Kafamda Bir Tuhaflık kitabının kahramanı Mevlüt tıpkı bir yazar gibi geceleri sokakta olmayı seviyor. Bunaldığı zaman uzun uzun yürümekten hoşlanıyor. Gündüzleri aklını susturan görüntüler geceleri ona huzur veriyor. Geceleri yolda yürürken hayal kurmaktan hoşlanıyor. Boo- zaa diye bağırdığında aklından geçenleri tüm şehre akıttığını düşünüyor işte o yüzden insanlar pencerelerine çıkıp ona, bozacı yukarı boza getirsene diyorlar. İşini çok seven Mevlüt geceleri ona hırlayan köpeklerden korkuyor. Bir gece önce köpekler ona saldırıp sonra da insanlar yolunu kesip onun parasını gasp edince o gece işini bırakmaya karar veriyor. Ertesi sabah karısına artık gece boza satmayacağını söylüyor. Önce insanlar onu soysaydı sonra köpekler saldırsaydı bırakmaz mıydı işini onu da kendine sormadan edemiyor.

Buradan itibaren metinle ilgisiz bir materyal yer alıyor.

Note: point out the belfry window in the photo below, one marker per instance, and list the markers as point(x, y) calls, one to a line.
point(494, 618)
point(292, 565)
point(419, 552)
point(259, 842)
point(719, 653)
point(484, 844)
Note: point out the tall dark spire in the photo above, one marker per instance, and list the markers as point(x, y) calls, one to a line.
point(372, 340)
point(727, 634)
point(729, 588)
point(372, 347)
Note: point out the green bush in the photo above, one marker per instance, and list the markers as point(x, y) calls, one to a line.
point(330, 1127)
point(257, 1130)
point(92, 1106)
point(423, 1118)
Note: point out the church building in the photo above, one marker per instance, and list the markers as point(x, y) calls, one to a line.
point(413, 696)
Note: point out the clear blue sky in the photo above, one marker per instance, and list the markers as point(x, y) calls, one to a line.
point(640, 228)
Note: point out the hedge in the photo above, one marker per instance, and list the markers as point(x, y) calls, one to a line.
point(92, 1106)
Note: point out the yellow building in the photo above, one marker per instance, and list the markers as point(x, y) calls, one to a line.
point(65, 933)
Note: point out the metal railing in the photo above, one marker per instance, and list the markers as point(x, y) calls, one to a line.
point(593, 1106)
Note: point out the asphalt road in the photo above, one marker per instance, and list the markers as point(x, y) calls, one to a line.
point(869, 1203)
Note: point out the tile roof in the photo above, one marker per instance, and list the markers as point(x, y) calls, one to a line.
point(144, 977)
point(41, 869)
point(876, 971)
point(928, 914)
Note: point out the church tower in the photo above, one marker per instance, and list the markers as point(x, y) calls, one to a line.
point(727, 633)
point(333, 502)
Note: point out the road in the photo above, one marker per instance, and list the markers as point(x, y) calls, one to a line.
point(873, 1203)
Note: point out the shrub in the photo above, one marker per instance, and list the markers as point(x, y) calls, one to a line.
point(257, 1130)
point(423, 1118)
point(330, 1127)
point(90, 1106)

Kitaplarda dahi olsa iyiliğe rastlamak insana yaşama sevinci veriyor o yüzden insanların yaşama sevinci olabilmek için kendimize iyi bakmak onun sevdiği yanları canlı tutmak zorundayız. Dünya iyiliğe istinaden dönme gücü buluyor yoksa kendi cehennemimizde sonsuzluğa mahkum oluruz.

Güzel günler dilerim.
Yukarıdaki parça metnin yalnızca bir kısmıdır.